È inutile discutere se dobbiamo aspettarci una, due o tre vittorie dai test internazionali che si disputano nelle prossime settimane.
L’obiettivo, certo, è vincere, ma innanzitutto c’è da capire quando, come e dove.
La vittoria sul Galles ci aveva proiettato fiduciosi verso gli esami di fine anno, Portogallo, Romania e Georgia ci hanno rimandato a novembre: vittoria molto stentata con il Portogallo, discreto riscatto con la Romania, brutto tonfo con la Georgia. Lo scorso autunno, non avevamo fatto meglio con l’Uruguay, 17-10 a Parma.
Il primo punto all’ordine del giorno, pertanto, è mostrare basi solide nel match con Samoa.

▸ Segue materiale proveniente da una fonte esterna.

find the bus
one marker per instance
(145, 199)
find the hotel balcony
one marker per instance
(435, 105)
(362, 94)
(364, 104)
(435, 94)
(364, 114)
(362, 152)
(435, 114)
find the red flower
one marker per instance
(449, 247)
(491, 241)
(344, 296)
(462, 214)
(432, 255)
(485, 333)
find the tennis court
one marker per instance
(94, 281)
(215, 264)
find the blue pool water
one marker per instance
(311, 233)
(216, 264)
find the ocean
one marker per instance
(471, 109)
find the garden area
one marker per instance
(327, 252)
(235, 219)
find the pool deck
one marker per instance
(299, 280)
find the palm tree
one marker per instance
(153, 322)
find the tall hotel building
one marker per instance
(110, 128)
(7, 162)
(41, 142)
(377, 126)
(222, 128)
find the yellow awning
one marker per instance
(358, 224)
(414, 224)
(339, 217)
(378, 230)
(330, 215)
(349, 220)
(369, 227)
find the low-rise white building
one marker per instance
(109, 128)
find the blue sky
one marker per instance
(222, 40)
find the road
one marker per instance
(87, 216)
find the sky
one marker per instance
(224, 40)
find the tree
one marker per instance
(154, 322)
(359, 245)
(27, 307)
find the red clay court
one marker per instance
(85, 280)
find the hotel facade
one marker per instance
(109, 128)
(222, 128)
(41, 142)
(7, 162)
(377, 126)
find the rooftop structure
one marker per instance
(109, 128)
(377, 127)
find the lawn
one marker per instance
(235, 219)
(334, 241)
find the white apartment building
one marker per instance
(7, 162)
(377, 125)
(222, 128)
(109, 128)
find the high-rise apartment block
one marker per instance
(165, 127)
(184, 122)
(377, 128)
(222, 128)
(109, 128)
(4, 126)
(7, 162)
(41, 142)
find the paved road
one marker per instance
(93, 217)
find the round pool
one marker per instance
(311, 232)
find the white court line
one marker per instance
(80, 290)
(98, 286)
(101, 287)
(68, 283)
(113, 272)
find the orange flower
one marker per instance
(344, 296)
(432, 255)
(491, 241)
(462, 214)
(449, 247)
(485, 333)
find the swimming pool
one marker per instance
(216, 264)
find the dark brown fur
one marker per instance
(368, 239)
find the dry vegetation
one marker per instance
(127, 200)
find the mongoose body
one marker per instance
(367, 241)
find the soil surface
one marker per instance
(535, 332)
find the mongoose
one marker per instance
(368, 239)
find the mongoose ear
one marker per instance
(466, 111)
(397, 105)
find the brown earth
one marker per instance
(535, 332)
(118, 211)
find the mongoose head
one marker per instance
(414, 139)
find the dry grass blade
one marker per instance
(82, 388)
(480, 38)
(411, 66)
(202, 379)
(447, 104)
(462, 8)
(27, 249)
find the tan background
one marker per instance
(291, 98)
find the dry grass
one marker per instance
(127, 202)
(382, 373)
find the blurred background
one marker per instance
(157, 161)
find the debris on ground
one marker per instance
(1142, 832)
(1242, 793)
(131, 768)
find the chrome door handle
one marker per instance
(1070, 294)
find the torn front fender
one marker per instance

Samoa può essere squadra imprevedibile, dotata di grande estro e enormi doti fisiche, Va domata con ordine e razionalità. Così come venne fatto ad Ascoli nel 2014 e con le Fiji a Catania nel 2017 (19-10), ma non con Tonga a Padova nel 2016, la settimana dopo il successo sul Sudafrica.
Samoa ha vinto una sola volta in Italia, a L’Aquila nel 2001, 17-9 e, storicamente, più il punteggio complessivo del match è stato alto, più i samoani ne hanno tratto vantaggio: 42-18 a East London, ai Mondiali del 1995, 43-24 nel 2000 ad Apia, 39-10 a Nelspruit nel 2013.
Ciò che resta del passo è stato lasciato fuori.